With earlier SharePoint versions, to develop in SharePoint, developers had to change the way they think—and they knew they were doing something different, Fitzmaurice said. “Not now. The door got thrown wide open to allow a group of intelligent people to do SharePoint. It’s a sideways step now to move from being a web dev to being a SharePoint dev.”
How to Be a Vendor in the Cloud
Moving to the cloud isn’t always a breeze, even for technology solution providers. The hurdles to overcome to release a subscription service are often business related, not technology related, both Duguid and Fitzmaurice agreed.
Many ISVs are testing the waters, Duguid said, and it’s challenging to most to make the move from being a box solution provider to being a cloud solution provider, requiring changes to commerce and pricing models, even billing systems.
Although Nintex has had to make changes on the business side, technology-wise, “the developers are doing fine,” and the company has been in the cloud for more than two years, Fitzmaurice added.
He demoed a piece of an earlier on-prem Nintex workflow product that lets you select an option to interact with services in the cloud. An investment by the company two years ago resulted in being able to separate out the structure that talks to those various services, he said.

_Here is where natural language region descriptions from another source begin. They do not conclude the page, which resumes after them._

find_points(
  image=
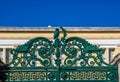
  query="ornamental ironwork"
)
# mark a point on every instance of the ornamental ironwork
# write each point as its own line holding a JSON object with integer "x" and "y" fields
{"x": 59, "y": 60}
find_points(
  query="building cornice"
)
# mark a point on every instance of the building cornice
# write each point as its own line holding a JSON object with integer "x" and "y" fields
{"x": 51, "y": 29}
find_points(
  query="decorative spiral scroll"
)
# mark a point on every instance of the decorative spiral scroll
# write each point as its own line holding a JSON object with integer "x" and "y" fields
{"x": 71, "y": 48}
{"x": 81, "y": 53}
{"x": 38, "y": 50}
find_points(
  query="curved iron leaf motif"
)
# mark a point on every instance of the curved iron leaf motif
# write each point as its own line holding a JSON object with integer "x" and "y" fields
{"x": 79, "y": 52}
{"x": 35, "y": 50}
{"x": 73, "y": 51}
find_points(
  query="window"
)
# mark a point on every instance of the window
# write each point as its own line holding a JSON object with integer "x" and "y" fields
{"x": 111, "y": 54}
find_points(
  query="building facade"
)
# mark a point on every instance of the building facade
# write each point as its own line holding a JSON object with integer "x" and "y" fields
{"x": 107, "y": 38}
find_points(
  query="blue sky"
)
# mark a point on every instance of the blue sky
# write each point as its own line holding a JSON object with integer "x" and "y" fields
{"x": 60, "y": 13}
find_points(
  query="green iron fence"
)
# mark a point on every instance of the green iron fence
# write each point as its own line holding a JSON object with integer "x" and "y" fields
{"x": 59, "y": 60}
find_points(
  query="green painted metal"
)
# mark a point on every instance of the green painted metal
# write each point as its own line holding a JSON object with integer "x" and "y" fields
{"x": 60, "y": 60}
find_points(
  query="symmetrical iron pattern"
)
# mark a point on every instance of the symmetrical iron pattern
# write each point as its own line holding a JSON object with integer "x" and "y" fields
{"x": 60, "y": 60}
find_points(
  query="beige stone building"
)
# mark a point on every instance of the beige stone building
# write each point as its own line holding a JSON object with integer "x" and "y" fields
{"x": 104, "y": 37}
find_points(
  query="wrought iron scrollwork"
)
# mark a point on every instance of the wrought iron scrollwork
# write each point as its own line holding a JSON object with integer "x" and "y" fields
{"x": 71, "y": 59}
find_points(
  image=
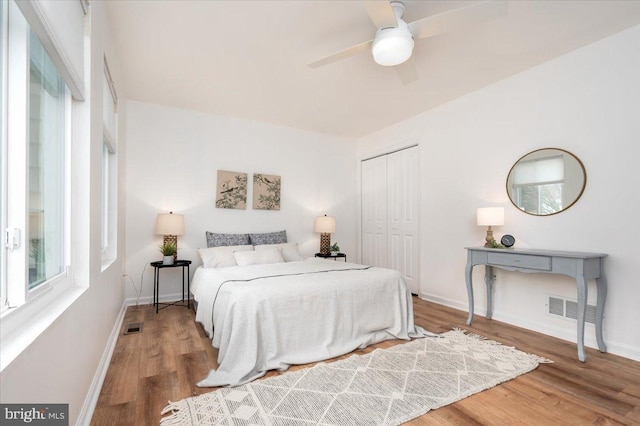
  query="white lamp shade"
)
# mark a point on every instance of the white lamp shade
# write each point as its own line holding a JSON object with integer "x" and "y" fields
{"x": 325, "y": 224}
{"x": 170, "y": 224}
{"x": 490, "y": 216}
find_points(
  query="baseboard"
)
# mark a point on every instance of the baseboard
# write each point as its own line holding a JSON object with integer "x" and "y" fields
{"x": 148, "y": 300}
{"x": 89, "y": 406}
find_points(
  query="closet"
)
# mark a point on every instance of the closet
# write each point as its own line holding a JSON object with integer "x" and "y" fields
{"x": 390, "y": 211}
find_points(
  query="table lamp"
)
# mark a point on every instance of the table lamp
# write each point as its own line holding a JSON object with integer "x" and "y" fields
{"x": 490, "y": 216}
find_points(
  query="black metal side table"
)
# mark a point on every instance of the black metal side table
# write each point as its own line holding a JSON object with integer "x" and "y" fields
{"x": 156, "y": 282}
{"x": 333, "y": 256}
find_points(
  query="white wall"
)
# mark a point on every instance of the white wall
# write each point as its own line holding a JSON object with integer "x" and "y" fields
{"x": 63, "y": 364}
{"x": 587, "y": 102}
{"x": 173, "y": 157}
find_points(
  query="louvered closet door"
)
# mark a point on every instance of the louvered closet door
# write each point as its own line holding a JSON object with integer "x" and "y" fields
{"x": 374, "y": 212}
{"x": 390, "y": 211}
{"x": 403, "y": 202}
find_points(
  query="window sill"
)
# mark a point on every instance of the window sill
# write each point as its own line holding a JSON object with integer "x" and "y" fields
{"x": 106, "y": 263}
{"x": 21, "y": 326}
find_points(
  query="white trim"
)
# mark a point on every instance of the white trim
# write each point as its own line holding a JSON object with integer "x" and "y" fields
{"x": 59, "y": 25}
{"x": 23, "y": 325}
{"x": 91, "y": 400}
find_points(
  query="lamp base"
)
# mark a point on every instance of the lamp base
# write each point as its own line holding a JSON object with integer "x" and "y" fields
{"x": 489, "y": 238}
{"x": 172, "y": 239}
{"x": 325, "y": 243}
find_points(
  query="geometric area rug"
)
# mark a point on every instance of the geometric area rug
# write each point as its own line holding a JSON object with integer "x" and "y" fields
{"x": 384, "y": 387}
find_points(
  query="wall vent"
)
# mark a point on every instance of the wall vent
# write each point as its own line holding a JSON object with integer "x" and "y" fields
{"x": 568, "y": 308}
{"x": 134, "y": 327}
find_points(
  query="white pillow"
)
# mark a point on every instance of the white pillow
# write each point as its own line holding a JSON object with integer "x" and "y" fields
{"x": 219, "y": 257}
{"x": 260, "y": 257}
{"x": 289, "y": 251}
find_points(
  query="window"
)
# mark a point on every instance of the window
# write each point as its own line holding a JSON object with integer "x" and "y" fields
{"x": 109, "y": 168}
{"x": 538, "y": 185}
{"x": 3, "y": 153}
{"x": 36, "y": 110}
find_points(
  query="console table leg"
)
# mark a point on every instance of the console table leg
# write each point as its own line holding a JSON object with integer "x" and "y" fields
{"x": 467, "y": 276}
{"x": 488, "y": 280}
{"x": 601, "y": 284}
{"x": 582, "y": 303}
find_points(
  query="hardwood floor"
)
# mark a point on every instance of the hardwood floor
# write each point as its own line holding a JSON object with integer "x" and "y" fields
{"x": 172, "y": 353}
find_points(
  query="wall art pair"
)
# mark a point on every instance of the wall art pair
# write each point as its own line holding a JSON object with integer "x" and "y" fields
{"x": 231, "y": 191}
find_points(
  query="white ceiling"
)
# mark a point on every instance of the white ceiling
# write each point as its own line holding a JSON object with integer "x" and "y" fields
{"x": 248, "y": 59}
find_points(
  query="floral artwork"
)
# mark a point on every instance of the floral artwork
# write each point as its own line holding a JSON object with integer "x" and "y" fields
{"x": 266, "y": 192}
{"x": 231, "y": 190}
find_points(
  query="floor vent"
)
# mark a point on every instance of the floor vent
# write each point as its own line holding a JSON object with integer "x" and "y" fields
{"x": 134, "y": 327}
{"x": 569, "y": 309}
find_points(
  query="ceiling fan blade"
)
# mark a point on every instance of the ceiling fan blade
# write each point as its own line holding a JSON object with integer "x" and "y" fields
{"x": 381, "y": 13}
{"x": 343, "y": 54}
{"x": 407, "y": 71}
{"x": 457, "y": 19}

Duguid summed up what could pass as a motto for many vendors: “Where the customer chooses to be, we will be there and our partners will be there.”
And where is that "there"? It's now a store.
“Because everything is a subscription service,” Fitzmaurice said, referring to the Nintex Store as well. “The goal is if you just need to create a workflow for onboarding, you get the onboarding tools. We are a lot more use-centric.”
Change, IT, and SharePoint (And Should One Even Ask About the Future?)
IT employment predictions over the years have tended toward “the sky is falling” variety. For an IT pro, “Every five years I was told I’d be out of a job,” Duguid said.
Odd how cloud computing continues the meteorological metaphor.
Still, given the radical changes that Microsoft itself has made to its strategy (moving to a different release model, calling itself a Devices and Services provider), one can’t help but conjecture how the future will change for SharePoint admins and devs.
“The cloud is getting added to an organization’s repertoire,” Fitzmaurice said, but “there will always be a market for people who can deploy things in data centers.” Nevertheless, “SharePoint can’t stand still. Deployment will become less important than governance--simple deployments go to the cloud.”
“The days of making big dollars around SharePoint farm architecture are going away. People are moving up the value chain,” Duguid said.
“App devs will have a market,” Fitzmaurice said. “But everything custom will have to compete with solutions in app stores.”
Fitzmaurice recalled Gartner’s term “citizen developer” that describes a user who uses shared services and tools to create apps in environments blessed by corporate IT. “We called it ‘Workflow for everyone’ way before that.”
What we are seeing, perhaps, is the evolution of the user, even more so than the evolution of IT. Fitzmaurice didn't exactly confirm that but did leave me with an interesting quote. "What we're seeing," he said, “is the rise of the empowered individual who can use a tool to glue things together.”